Bildungarbeit gegen Antisemitismus: Wer sich kennt, hasst sich nicht

Yonatan David Weizmann wurde in Israel geboren und engagiert sich im Rollbergkiez in Neukölln für den jüdisch-muslismischen Dialog - ein Auszug aus dem neuen Buch "Goodbye Hate!".

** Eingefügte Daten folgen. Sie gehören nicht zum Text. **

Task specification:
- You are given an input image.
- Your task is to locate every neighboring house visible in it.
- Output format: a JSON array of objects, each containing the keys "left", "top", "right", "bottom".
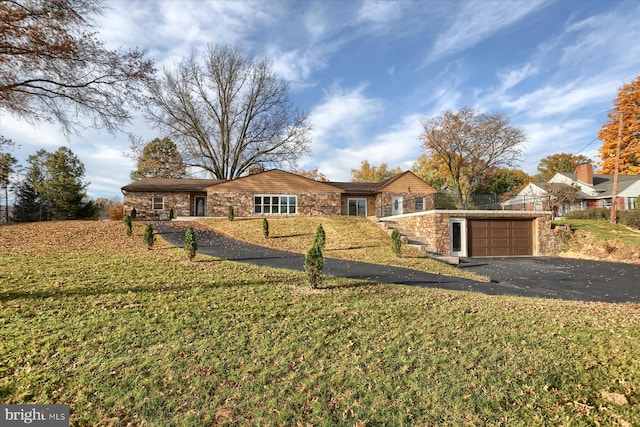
[
  {"left": 502, "top": 164, "right": 640, "bottom": 216},
  {"left": 122, "top": 169, "right": 436, "bottom": 219},
  {"left": 122, "top": 169, "right": 552, "bottom": 257}
]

"Schalom Aleikum" ist ein Projekt des Zentralrats der Juden in Deutschland, das den jüdisch-muslimischen Dialog fördert und Antisemitismus-Prävention betreibt. In unregelmäßigen Abständen veröffentlicht "Schalom Aleikum" Bücher, in denen gesellschaftliche Multiplikatoren aus verschiedenen Bereichen zu Wort kommen - so auch im aktuellen vierten Band "Goodbye Hate", der Akteuren im Bildungswesen gewidmet ist. Nachfolgend veröffentlicht der Tagesspiegel einen Auszug daraus: Die Geschichte von Yonatan David Weizman. Er lebt in Berlin und ist Projektleiter bei „Shalom Rollberg“. 1981 wurde er in Herzlia in Israel geboren. Er studierte Literatur an der Universität von Tel Aviv und in Oxford. Seit 2008 ist er in einem jüdisch-muslimischen Dialogprojekt involviert. 2010 zog er nach Berlin.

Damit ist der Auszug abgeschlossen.